O material que parecia apenas um suporte revelou um papel decisivo

O grande destaque da pesquisa não foi exatamente a produção de metano, mas a descoberta do verdadeiro papel desempenhado por um dos materiais utilizados na reação.

Durante muitos anos, acreditava-se que o níquel era praticamente o único responsável pelas reações químicas necessárias para formar metano. Porém, utilizando técnicas avançadas de espectroscopia por fotoelétrons de raios X, os pesquisadores conseguiram acompanhar em tempo real o comportamento da superfície do material durante o funcionamento do sistema.

Foi então que surgiu a surpresa.

A zircônia estabilizada com ítria, normalmente considerada apenas um suporte para o catalisador, demonstrou participar ativamente das reações químicas. Os cientistas observaram que parte do carbono inicialmente depositado sobre o níquel migra para a superfície da zircônia, formando um composto altamente reativo. Quando esse composto entra em contato com pequenas quantidades de vapor d’água, ocorre a formação do metano.

Essa rota química nunca havia sido identificada anteriormente e pode servir de base para o desenvolvimento de novas células de eletrólise mais eficientes.

Outro diferencial importante é que o sistema consegue obter o carbono diretamente do CO₂ e o hidrogênio da água, reduzindo a dependência do hidrogênio produzido por processos baseados em combustíveis fósseis, um dos principais obstáculos enfrentados por diversas tecnologias de combustíveis sintéticos.

A descoberta amplia as possibilidades da transição energética

Apesar do entusiasmo, os pesquisadores fazem questão de destacar que o metano sintético não é automaticamente um combustível totalmente limpo.

Quando queimado, ele continua liberando dióxido de carbono. A diferença é que esse carbono pode ter sido previamente retirado da atmosfera ou capturado antes de ser reutilizado, reduzindo o impacto líquido das emissões quando todo o processo utiliza eletricidade renovável.

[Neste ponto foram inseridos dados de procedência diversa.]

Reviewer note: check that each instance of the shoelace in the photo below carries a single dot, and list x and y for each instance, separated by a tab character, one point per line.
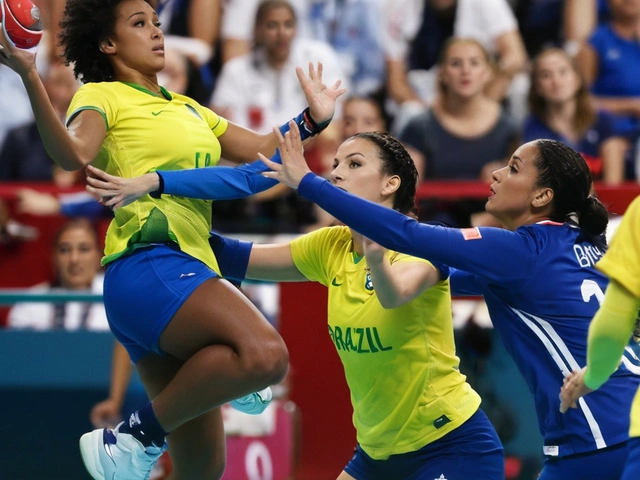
145	463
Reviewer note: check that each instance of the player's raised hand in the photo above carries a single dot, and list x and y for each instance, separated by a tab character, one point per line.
294	166
19	60
116	192
321	99
572	389
373	252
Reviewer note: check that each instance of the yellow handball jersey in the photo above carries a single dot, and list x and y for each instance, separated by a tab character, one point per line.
400	364
146	132
622	264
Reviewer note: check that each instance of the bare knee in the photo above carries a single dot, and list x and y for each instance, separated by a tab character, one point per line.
267	361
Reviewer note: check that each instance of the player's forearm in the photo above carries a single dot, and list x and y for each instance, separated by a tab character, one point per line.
60	145
487	252
609	333
121	370
218	183
388	288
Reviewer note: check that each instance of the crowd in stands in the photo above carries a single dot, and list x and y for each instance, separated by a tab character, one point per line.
460	82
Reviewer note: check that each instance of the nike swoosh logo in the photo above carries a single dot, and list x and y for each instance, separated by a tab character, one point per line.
109	439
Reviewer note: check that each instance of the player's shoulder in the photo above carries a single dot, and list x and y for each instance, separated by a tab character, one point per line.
543	233
336	234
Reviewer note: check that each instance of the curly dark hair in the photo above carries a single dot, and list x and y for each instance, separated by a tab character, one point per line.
564	170
84	24
396	161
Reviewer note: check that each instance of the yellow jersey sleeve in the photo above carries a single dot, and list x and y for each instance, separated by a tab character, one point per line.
311	253
622	261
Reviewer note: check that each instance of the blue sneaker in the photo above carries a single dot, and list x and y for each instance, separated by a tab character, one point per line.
253	404
110	455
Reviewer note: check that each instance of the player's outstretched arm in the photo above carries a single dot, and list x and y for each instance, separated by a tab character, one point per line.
216	183
486	252
240	145
72	148
609	333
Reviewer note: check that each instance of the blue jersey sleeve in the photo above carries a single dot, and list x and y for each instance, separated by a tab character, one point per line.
464	284
487	252
219	183
83	205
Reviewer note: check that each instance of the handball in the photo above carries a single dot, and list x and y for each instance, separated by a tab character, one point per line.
21	22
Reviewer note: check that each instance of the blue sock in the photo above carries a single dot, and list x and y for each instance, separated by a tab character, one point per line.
144	426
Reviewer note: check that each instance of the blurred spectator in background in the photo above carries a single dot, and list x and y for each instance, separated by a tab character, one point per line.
562	109
415	34
541	23
192	29
238	24
259	90
23	156
580	19
350	27
611	64
76	259
174	77
353	27
465	134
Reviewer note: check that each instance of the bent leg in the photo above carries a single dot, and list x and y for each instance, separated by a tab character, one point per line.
197	448
229	350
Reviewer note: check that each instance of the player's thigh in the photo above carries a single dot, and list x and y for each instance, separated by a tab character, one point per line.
197	448
345	476
632	467
217	313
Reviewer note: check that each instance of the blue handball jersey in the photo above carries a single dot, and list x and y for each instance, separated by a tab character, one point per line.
544	324
542	291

Também permanece um desafio importante: evitar vazamentos de metano durante sua produção, armazenamento e transporte. Como esse gás possui elevado potencial de aquecimento global, qualquer perda pode comprometer boa parte dos benefícios ambientais da tecnologia.

Por isso, a proposta não pretende substituir imediatamente outras soluções, como baterias ou a eletrificação direta. Seu maior potencial está em aplicações específicas, como armazenamento sazonal de energia, setores industriais de difícil eletrificação e produção de combustíveis sintéticos.

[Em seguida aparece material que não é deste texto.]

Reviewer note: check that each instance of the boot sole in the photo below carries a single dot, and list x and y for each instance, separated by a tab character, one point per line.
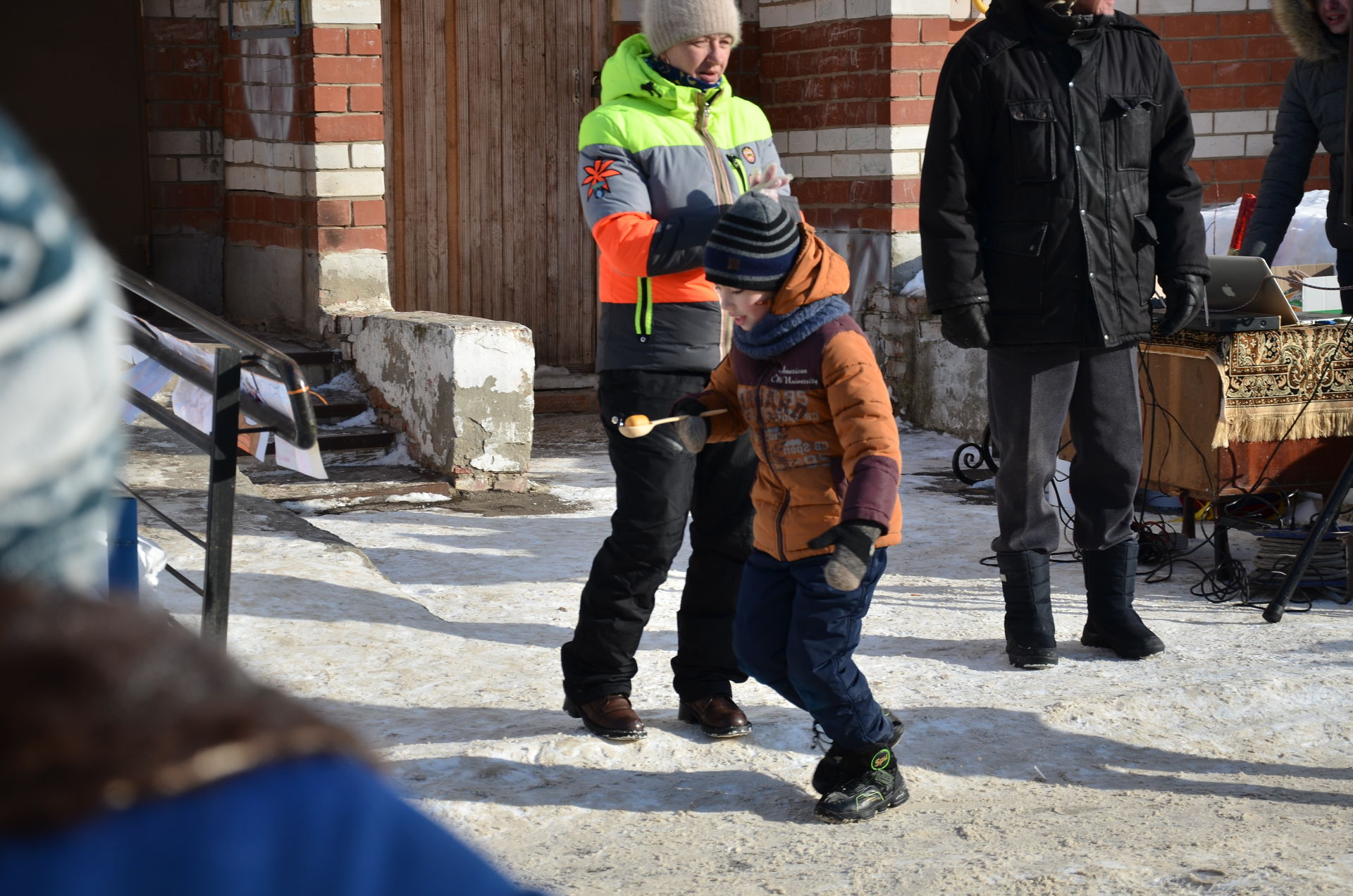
1149	649
863	816
732	731
607	734
1034	659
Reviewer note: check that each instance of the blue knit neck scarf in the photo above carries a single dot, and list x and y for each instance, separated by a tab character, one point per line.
777	333
679	77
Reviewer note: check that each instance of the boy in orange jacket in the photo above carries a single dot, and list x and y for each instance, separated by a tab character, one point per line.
803	379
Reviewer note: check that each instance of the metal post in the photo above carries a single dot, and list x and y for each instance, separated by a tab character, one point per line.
123	561
221	496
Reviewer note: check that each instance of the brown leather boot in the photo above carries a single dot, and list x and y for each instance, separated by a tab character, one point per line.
716	715
609	716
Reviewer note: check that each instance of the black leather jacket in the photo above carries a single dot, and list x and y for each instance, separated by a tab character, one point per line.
1057	180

Mais do que apresentar um novo combustível, o estudo mostra que materiais utilizados há muitos anos ainda podem esconder comportamentos desconhecidos. Caso essa nova rota química consiga ser ampliada para escala industrial com eficiência econômica, ela poderá se tornar mais uma ferramenta importante para aproveitar o excesso de energia renovável e acelerar a transição para uma matriz energética mais sustentável.